Once your files are staged and diarization preferences are set, click Upload in the bottom-right corner. The files are sent to the server immediately and transcription runs in the background — you can navigate away or continue working on other tasks without waiting. No progress is lost by leaving the page.
Waiting for indexing
After uploading, files appear in the connector's file list and are processed asynchronously. The status column updates as each file moves through the transcription pipeline. A green checkmark means the file has been fully transcribed and indexed and is ready to be queried. If a file fails to process, an error indicator appears — hover over it to read the reason. You can add more files to an existing connector at any time by clicking Add files on the connector row.
View transcription
To inspect the transcription result for a file, click the transcript icon on its row in the connector list. The viewer shows the full text organised into segments, each with a speaker label (for diarized audio), a timestamp range, and the transcribed text. You can play back the audio from any segment by clicking the play icon next to it, which is useful for verifying accuracy or checking context.
Listen to audio
To listen to the audio for a specific segment, click the play icon next to the segment:
Rename speakers
Auto-generated speaker labels (SPEAKER_00, SPEAKER_01, …) can be replaced with real names directly inside the transcription viewer. Click the edit icon next to a speaker label and type the new name. You will be asked whether to apply the change to all segments attributed to that speaker throughout the entire recording, or only to the current segment. Renaming speakers makes transcripts easier to read and improves the precision of answers when you ask speaker-specific questions.
Correct segment text
Transcription is automatic and may occasionally misrecognise proper nouns, technical terms, or heavily accented speech. To fix an error, click the edit icon on the right side of the segment to open the Update Segment dialog, correct the text, and confirm. The updated text is re-indexed immediately and used in all future queries — correcting key terms can noticeably improve answer quality.

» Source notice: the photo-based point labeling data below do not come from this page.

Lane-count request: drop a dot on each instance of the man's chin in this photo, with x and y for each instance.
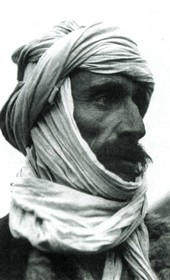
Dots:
(128, 171)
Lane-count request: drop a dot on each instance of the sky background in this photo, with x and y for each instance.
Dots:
(147, 22)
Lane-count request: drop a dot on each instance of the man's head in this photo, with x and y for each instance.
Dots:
(111, 88)
(108, 110)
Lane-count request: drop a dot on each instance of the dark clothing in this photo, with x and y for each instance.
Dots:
(14, 253)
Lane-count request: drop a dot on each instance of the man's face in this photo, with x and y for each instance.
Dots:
(109, 116)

Ask questions about your audio
Once the audio is indexed, switch to the Chat tab to ask questions about the content in natural language. QAnswer searches the full transcript and generates an answer grounded in what was actually said. You can ask factual questions such as 'What was the main topic discussed?', request a summary of a recording, or query specific speakers such as 'What did John say about the project deadline?'. The assistant draws only from the indexed transcript, so answers remain accurate to the source material.
Highlighted source
Every answer includes numbered citations that link back to the exact segment in the transcript. Clicking a citation opens the transcription viewer with the relevant passage highlighted, showing the speaker label and timestamp so you can verify the context or listen to that exact moment in the audio. This makes it straightforward to audit where an answer came from and spot any transcription errors that could affect accuracy.